Politics & Society
Everyone's a millionaire where promises are concerned.
—OvidPeople make promises for all kinds of reasons, and sometimes fail at it. As important as a promise is, so is how one responds when unable to keep a commitment. Some respond with arrogance and dismissive behaviour, as if a promise is unimportant. Others with humility and grace, offering profuse apologies and sincere opportunity to make amends. The response, in either case, is telling.
A number of reasons are put forward on why people fail to keep their promises, including: 1) a sincere intent to do so, but forgot about it; 2) an intent to do so, but the situation changed; 3) no intent to do so but wanted to appear otherwise in public; and 4) are career liars, adept in sophism and dissembling, and promises are not taken seriously.

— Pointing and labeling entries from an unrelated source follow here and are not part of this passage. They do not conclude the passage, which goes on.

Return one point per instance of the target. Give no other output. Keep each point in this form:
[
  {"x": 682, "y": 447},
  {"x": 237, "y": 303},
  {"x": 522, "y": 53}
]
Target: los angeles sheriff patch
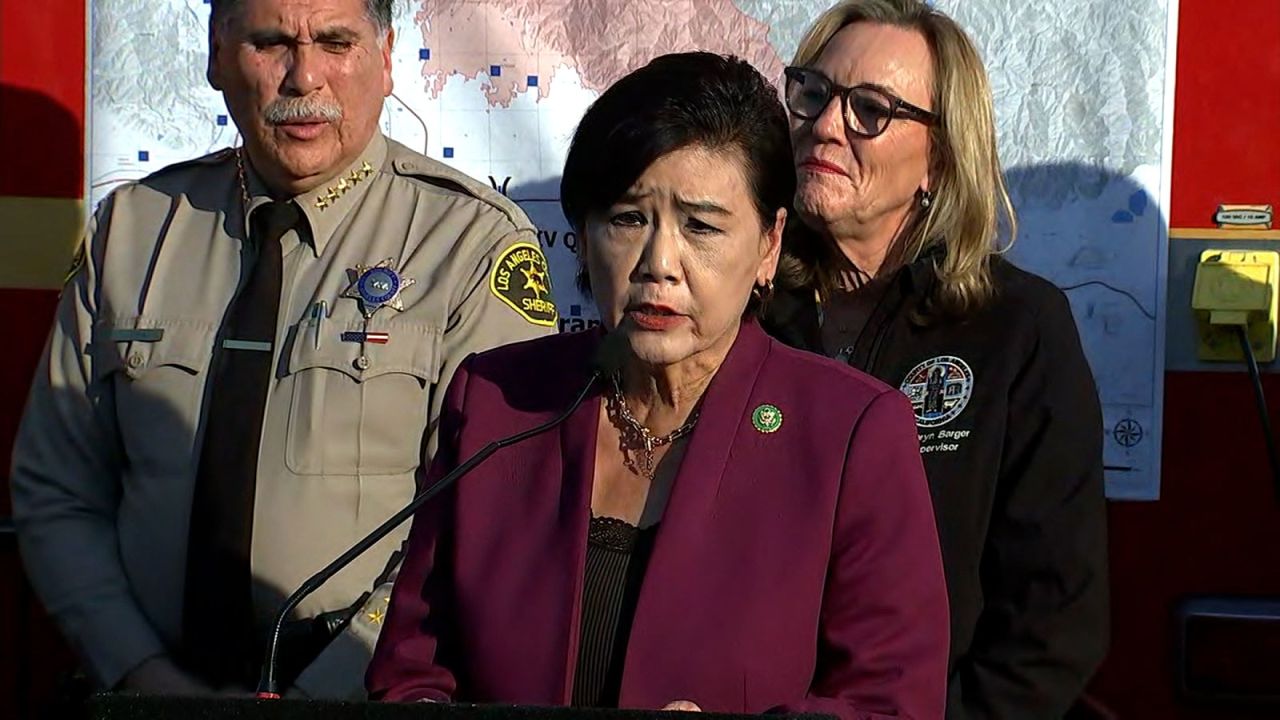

Politicians often fall into the last two categories, which explains why the majority of persons express a lack of trust in politicians, continuing to rank them at the bottom [see here, here and here]. For too many politicians the consequences of lying are minimal if not non-existent. They might lose an election but pop up somewhere else in the political system, as a consultant or lobbyist or other political patronage position, such as an appointed senator in Canada's parliamentary system, a political sinceure for serving the party well.
The helping professions, such as doctors, pharmacists and nurses are top-ranked. My wife is a nurse and is highly ethical, so this will please her, earning her some small satisfaction and recognition while working in an emotionally demanding profession.
As for the level of trust accorded politicians, many persons privately say they distrust politicians, saying it matter-of-factly and dismissively and often with amusement, that used car salesman garner more trust. Yet, this speaks volumes. If we cannot trust our political leaders, then we can't trust our democratic institutions, since politicians hold the levers of power. There is a clear line drawn between faith in our democratic institutions and citizen participation in democracy. That is also dropping.
Such faith is essential to democracy's well-being, a point that one Canadian, Paul Kersaw of the University of British Columbia, makes in an article in defense of politicians:
With very little fanfare, the vast majority of elected officials work very long hours — more hours than most of us. This includes giving up a great deal of private time to attend community events and engage constituents. Most politicians are drawn to public service because they genuinely want to make our communities and our country better. Sure, we may disagree with some of their ideas about what constitutes improvement, but this doesn’t require that we disparage the person, or her or his commitment to the job.
There is no doubt we will always need auditors-general, judges, the media and others to scrutinize what politicians do, and how they spend tax dollars on our behalf, just as we must scrutinize activities in the financial sector, among doctors, police officers, teachers, etc. In any profession, the odd bad apple betrays our trust and the authority of their positions.